China Mobile taps Nokia for data center platform

China Mobile subsidiary China Mobile Software Technology Co. has chosen the Virtualized Services Platform (VSP) from Nokia Nuage Networks as the SDN platform for its public and private enterprise cloud services offering.

Nokia Nuage said it won 55% of this contract. China Mobile’s standard approach is to split contracts between two vendors; which two vendors varies from one project to the next. The vendors that the carrier sources SDN equipment from include Nokia Nuage, Ericsson, and Huawei, among others.

China Mobile Software Technology Co. is China Mobile’s subsidiary in Suzhou. In 2015, it began using Nuage’s VSP for its DevOps private cloud architecture.

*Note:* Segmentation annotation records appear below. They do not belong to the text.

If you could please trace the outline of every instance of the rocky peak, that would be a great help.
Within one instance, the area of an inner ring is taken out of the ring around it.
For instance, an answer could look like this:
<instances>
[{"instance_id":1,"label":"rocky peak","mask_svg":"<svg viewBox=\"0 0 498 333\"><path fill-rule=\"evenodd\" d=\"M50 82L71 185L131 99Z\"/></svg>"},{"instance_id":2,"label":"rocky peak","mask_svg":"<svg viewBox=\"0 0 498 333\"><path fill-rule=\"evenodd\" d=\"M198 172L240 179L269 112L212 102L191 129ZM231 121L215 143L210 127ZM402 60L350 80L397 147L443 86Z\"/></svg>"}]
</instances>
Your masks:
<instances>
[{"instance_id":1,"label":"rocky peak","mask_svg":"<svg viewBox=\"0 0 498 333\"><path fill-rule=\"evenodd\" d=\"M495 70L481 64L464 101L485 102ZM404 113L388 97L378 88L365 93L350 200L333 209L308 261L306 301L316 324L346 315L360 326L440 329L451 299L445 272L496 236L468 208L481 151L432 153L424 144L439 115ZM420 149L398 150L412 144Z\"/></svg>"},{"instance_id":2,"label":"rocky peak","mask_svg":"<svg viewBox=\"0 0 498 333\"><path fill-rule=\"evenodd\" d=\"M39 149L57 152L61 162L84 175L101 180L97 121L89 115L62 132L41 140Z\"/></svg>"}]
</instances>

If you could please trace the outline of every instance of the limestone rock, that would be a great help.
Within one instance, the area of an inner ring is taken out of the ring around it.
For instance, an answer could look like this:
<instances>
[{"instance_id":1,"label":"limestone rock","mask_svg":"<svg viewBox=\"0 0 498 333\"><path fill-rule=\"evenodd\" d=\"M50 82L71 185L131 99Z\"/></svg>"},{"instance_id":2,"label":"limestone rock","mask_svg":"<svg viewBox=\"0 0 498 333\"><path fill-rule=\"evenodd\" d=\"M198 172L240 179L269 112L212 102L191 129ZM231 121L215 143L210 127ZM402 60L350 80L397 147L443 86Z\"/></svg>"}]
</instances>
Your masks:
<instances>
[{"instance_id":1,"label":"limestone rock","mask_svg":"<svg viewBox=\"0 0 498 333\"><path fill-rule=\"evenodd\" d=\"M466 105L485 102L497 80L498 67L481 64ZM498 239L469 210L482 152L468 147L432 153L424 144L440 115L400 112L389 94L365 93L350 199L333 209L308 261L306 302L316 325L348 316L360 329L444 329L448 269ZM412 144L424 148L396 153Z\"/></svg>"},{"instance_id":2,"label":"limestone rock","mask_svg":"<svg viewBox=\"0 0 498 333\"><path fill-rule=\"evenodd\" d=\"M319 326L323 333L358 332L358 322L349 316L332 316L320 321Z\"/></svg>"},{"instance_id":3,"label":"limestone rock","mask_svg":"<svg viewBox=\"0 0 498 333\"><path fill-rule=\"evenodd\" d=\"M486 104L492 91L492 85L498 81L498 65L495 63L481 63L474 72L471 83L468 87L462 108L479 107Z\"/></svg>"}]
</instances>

This latest deployment with this particular China Mobile subsidiary is for an SDN platform in 10 of its data centers. The contract calls for entirely new systems that will have no impact on the platforms that are in place from the previous order, according to Nuage Networks VP of Marketing and Partnership Hussein Khazaal.

In a written response, Khazaal told FierceTelecom this contract would double the number of China Mobile data centers that have deployed Nuage products. The 10 in which Nokia Nuage is already deployed include one with at least 1,000 servers.

FierceTelecom asked about integrating with the other supplier in the new deployment; the question mentioned Ericsson and Huawei by name.

Khazaal said: “The other vendor is not from the two you listed. Within this project, the other vendor is used side-by-side, and any interoperability will be on the data plane (traffic flows) interworking [and] that does not require any integration. The customer uses the API to provision all the network and security policy to deploy the service required by the end customer/user on the platform, which is API-driven and requires no integration between the two platforms.”

The configuration for China Mobile Software Technology Co. includes cloud implementations on virtual machines, Kubernetes (K8S) containers and OpenStack Ironic-based bare metal servers.

Khazaal told FierceTelecom: “Enterprise customers continue to develop microservice-based applications, but they continue to leverage bare metal servers in combination with virtual machines. We see increased demand for K8S environments and there is continued demand for bare metal servers (Amazon started offering bare metal servers as well); what is important to note is that to offer that at scale and in a more automated way is what SDN offers.

“You can automate your infrastructure deployment and offer your end customers a variety of options to run their workloads,” Khazaal continued. “The unique thing is that you have a single API-driven platform that you can use to deliver that, without the additional overhead and manual scripting of every task. You have an intent-based overlay network that has the scale, performance, automation and security to do all that very efficiently and reliably.”

Along with OpenStack, the vendor said, the platform supports multiple cloud management systems, hypervisor and workload types. A centralized policy manager and SDN controller automate the configuration, management and optimization of virtual networks, including security services that provide tenant isolation and access controls to individual applications and workloads. The Nuage Networks VSP combines policy-based automation, large scale and high performance with multitenancy, resiliency and comprehensive end-to-end security.